Do you need to document how many times your work has been cited? Scholars in the humanities need to hunt in several different places to try to track down citations. Here are a few that UNLV Libraries offers access to:
Arts & Humanities Citation Index (choose the Cited Ref search)
Pros:
• Allows you to track which journal articles cite a particular article, and get an automatic alert when new citations are added
• Systematically searches lists of works cited for articles published in the core literature of each discipline
• Includes fancy tools that let you graph an article’s (supposed) influence for articles published in the social sciences or science (data is not collected about humanities articles, so the "impact factor" does not apply)
Cons:
• Does not index bibliographies in books - you can see if your book has been cited in articles, but citations are not indexed from monographs.
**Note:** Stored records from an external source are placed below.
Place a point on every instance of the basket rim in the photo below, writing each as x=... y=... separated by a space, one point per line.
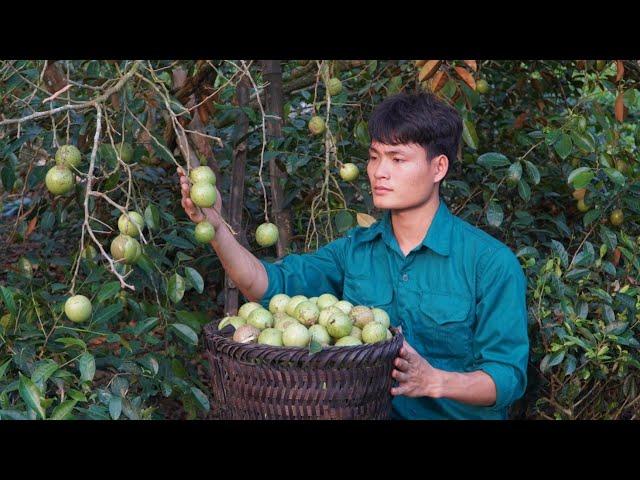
x=211 y=332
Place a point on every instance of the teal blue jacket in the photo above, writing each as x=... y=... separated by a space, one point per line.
x=459 y=296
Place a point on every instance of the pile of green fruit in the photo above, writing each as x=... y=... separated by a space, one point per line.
x=298 y=321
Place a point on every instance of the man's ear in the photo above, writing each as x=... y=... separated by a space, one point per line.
x=441 y=166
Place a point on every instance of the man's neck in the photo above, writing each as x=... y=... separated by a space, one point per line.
x=411 y=225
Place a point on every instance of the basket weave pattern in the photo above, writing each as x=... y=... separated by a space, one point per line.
x=251 y=381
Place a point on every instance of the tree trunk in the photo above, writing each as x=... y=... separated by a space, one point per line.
x=272 y=72
x=236 y=202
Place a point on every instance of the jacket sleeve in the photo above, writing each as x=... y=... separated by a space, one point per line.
x=309 y=274
x=501 y=342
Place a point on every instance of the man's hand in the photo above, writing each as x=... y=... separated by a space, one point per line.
x=416 y=377
x=195 y=213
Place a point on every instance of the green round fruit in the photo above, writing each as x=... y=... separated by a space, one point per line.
x=381 y=316
x=284 y=321
x=204 y=232
x=374 y=332
x=59 y=180
x=334 y=87
x=296 y=335
x=271 y=336
x=326 y=300
x=339 y=325
x=356 y=333
x=246 y=334
x=260 y=318
x=482 y=86
x=348 y=341
x=361 y=315
x=317 y=125
x=202 y=174
x=131 y=226
x=278 y=303
x=236 y=321
x=320 y=334
x=344 y=306
x=290 y=309
x=267 y=234
x=126 y=249
x=349 y=172
x=68 y=156
x=203 y=194
x=245 y=310
x=78 y=308
x=617 y=217
x=326 y=313
x=307 y=313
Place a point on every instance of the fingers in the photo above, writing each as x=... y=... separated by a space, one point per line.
x=400 y=376
x=401 y=364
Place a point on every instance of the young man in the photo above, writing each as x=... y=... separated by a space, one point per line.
x=457 y=293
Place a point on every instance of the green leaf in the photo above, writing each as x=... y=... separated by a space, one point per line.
x=152 y=217
x=107 y=313
x=469 y=134
x=71 y=341
x=495 y=215
x=108 y=290
x=493 y=159
x=524 y=190
x=533 y=172
x=62 y=411
x=616 y=176
x=344 y=221
x=8 y=177
x=195 y=279
x=7 y=296
x=559 y=249
x=87 y=367
x=31 y=395
x=185 y=333
x=115 y=407
x=175 y=288
x=43 y=371
x=563 y=146
x=580 y=177
x=201 y=398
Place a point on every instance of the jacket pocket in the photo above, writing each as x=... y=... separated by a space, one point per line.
x=444 y=327
x=361 y=290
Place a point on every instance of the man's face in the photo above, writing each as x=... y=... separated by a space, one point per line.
x=401 y=176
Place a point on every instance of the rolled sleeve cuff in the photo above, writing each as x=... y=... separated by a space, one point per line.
x=274 y=284
x=504 y=380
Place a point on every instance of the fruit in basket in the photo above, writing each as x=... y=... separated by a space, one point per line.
x=270 y=336
x=326 y=300
x=348 y=341
x=247 y=308
x=307 y=313
x=361 y=315
x=344 y=306
x=320 y=334
x=381 y=316
x=290 y=309
x=339 y=325
x=296 y=335
x=325 y=315
x=246 y=334
x=278 y=303
x=260 y=318
x=374 y=332
x=356 y=332
x=237 y=322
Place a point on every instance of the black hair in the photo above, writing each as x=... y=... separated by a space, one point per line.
x=420 y=118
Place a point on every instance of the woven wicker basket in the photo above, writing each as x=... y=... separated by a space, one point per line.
x=251 y=381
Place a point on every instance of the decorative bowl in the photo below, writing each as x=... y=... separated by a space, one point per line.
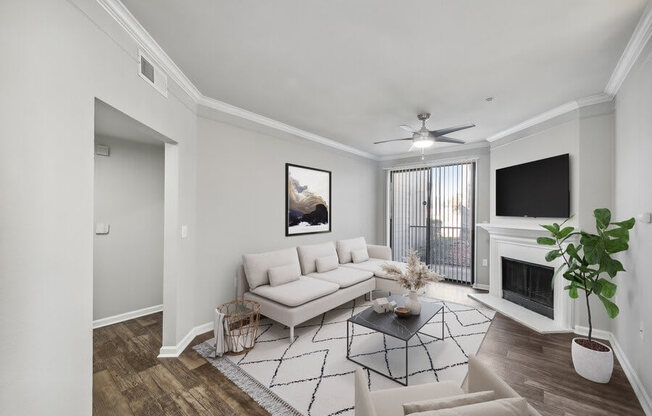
x=402 y=312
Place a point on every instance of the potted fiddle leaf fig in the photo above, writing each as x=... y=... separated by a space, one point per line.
x=588 y=267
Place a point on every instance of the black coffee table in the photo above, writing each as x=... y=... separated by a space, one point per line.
x=393 y=326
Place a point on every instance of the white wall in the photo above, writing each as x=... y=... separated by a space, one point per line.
x=482 y=189
x=128 y=262
x=57 y=56
x=632 y=196
x=241 y=201
x=587 y=135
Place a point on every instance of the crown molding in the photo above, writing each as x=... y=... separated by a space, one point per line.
x=552 y=113
x=132 y=26
x=633 y=50
x=275 y=124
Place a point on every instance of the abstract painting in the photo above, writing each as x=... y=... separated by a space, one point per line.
x=308 y=200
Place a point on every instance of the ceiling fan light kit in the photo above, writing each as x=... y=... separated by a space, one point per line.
x=424 y=138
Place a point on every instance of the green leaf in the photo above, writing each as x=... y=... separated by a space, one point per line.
x=611 y=266
x=572 y=291
x=546 y=241
x=608 y=288
x=573 y=251
x=602 y=218
x=627 y=224
x=565 y=231
x=595 y=286
x=618 y=233
x=553 y=254
x=612 y=309
x=594 y=248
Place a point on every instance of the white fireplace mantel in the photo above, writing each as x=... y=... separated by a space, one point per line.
x=520 y=242
x=510 y=230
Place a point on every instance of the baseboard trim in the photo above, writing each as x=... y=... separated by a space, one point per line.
x=632 y=376
x=176 y=350
x=642 y=395
x=99 y=323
• Extremely fussy search rules – uses only author first initial or first and second initial
• Web of Knowledge tools are calibrated for use in scientific disciplines
Google Scholar
Pros:
• Includes articles from JSTOR and other major commercial collections that you can access by setting UNLV as your home institution in the preferences
• Picks up conference papers, preprints, web pages, and other “grey literature” that may not make it into standard indexes
• Includes cited references for books BUT their cited reference system only searches what’s available to Google Scholar
Cons:
• Only Google knows what’s in there and they aren’t telling
• Hard to narrow down a search to core literature in a field; try the advanced search options to limit search to broad subject area ("Social Sciences, Arts, and Humanities")
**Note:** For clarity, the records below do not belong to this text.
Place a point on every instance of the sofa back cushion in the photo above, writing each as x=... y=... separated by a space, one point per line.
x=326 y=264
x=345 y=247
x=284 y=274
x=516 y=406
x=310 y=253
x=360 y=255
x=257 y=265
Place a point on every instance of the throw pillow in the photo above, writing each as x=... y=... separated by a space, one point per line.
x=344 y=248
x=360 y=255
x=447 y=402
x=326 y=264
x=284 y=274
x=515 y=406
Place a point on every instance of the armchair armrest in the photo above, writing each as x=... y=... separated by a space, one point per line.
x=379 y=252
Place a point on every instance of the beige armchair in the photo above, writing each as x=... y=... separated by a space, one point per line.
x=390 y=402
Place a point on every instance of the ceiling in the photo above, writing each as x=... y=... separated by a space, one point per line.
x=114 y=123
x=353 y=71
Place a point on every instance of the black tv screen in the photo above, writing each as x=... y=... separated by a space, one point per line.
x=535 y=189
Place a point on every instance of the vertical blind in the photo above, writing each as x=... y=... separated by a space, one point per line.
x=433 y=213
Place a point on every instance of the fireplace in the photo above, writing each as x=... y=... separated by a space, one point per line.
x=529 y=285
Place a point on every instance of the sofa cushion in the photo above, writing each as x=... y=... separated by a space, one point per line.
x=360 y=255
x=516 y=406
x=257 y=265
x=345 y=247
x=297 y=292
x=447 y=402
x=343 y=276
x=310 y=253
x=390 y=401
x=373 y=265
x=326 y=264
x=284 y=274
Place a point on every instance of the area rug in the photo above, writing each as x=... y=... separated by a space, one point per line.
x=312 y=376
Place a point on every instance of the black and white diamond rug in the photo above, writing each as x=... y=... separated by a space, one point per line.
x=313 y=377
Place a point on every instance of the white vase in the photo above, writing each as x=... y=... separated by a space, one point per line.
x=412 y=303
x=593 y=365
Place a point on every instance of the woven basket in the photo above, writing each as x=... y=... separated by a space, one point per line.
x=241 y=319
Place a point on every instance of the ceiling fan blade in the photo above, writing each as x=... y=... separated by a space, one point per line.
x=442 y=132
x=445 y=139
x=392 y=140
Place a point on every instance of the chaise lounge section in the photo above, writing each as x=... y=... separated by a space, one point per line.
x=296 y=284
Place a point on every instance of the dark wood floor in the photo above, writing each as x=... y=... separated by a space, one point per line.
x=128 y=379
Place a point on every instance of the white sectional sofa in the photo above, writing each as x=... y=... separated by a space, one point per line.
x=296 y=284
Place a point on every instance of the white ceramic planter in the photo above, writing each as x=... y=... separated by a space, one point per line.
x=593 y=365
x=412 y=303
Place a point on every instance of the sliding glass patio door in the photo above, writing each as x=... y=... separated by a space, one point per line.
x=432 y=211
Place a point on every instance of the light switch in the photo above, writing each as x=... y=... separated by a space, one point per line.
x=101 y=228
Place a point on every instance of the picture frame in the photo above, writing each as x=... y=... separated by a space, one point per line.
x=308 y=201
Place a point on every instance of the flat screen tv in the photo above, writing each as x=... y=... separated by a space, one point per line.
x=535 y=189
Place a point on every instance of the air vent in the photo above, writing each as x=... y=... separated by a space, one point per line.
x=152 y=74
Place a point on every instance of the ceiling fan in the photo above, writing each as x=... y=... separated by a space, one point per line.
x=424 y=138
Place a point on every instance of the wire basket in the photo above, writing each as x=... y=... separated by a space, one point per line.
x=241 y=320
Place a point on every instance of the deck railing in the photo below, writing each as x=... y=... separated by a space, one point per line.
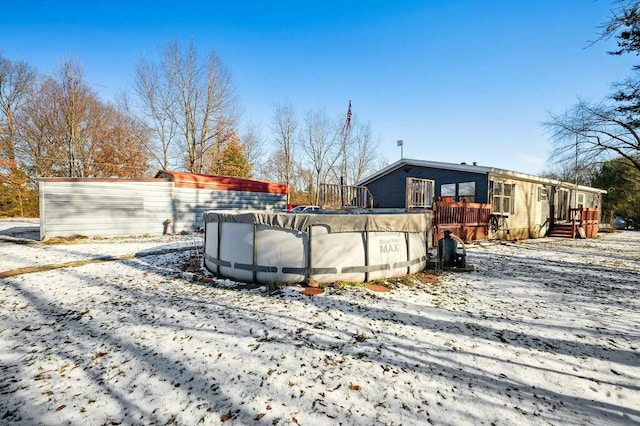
x=587 y=219
x=469 y=221
x=334 y=196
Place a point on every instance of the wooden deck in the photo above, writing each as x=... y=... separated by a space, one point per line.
x=468 y=221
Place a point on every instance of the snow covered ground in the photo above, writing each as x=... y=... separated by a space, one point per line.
x=543 y=332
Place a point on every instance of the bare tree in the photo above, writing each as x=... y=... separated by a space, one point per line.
x=65 y=130
x=253 y=146
x=362 y=152
x=284 y=128
x=17 y=80
x=320 y=141
x=594 y=133
x=193 y=98
x=156 y=100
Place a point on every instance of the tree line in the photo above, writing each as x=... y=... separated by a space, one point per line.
x=182 y=113
x=598 y=142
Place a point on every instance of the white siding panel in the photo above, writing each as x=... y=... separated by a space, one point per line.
x=121 y=207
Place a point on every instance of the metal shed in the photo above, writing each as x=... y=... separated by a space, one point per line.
x=108 y=207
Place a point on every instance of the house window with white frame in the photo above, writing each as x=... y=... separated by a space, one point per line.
x=448 y=190
x=502 y=200
x=543 y=193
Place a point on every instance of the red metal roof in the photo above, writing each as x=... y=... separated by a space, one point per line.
x=222 y=183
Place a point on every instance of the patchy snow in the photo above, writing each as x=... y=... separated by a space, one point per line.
x=542 y=332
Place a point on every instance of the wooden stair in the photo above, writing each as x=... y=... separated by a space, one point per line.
x=562 y=231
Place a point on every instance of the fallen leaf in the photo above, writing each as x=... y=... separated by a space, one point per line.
x=376 y=287
x=311 y=291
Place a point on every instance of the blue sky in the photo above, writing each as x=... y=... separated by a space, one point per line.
x=457 y=80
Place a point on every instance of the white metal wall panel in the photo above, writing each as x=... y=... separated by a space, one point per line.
x=127 y=207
• Links to books may show 1-2 pages but will not reveal the whole book
Scopus
Pros:
• easier to use than AHCI
Cons:
• limited coverage in the humanities
Citation indexes don't systematically harvest items that have been cited in book chapters and books in most disciplines. Here are a few places you can search through the full text of published books:
Booksearch x 3 runs a simultaneous search in three major searchable book collections: Amazon A9, Google Books and MSN Live Book Search. This is a keyword search so I recommend searching variants of your name in quotation marks ("priscilla finley" "finley, p.") with a keyword from your book or article title if needed.
The same strategies can be effective in ebrary and netLibrary, which search a selection of recent academic titles.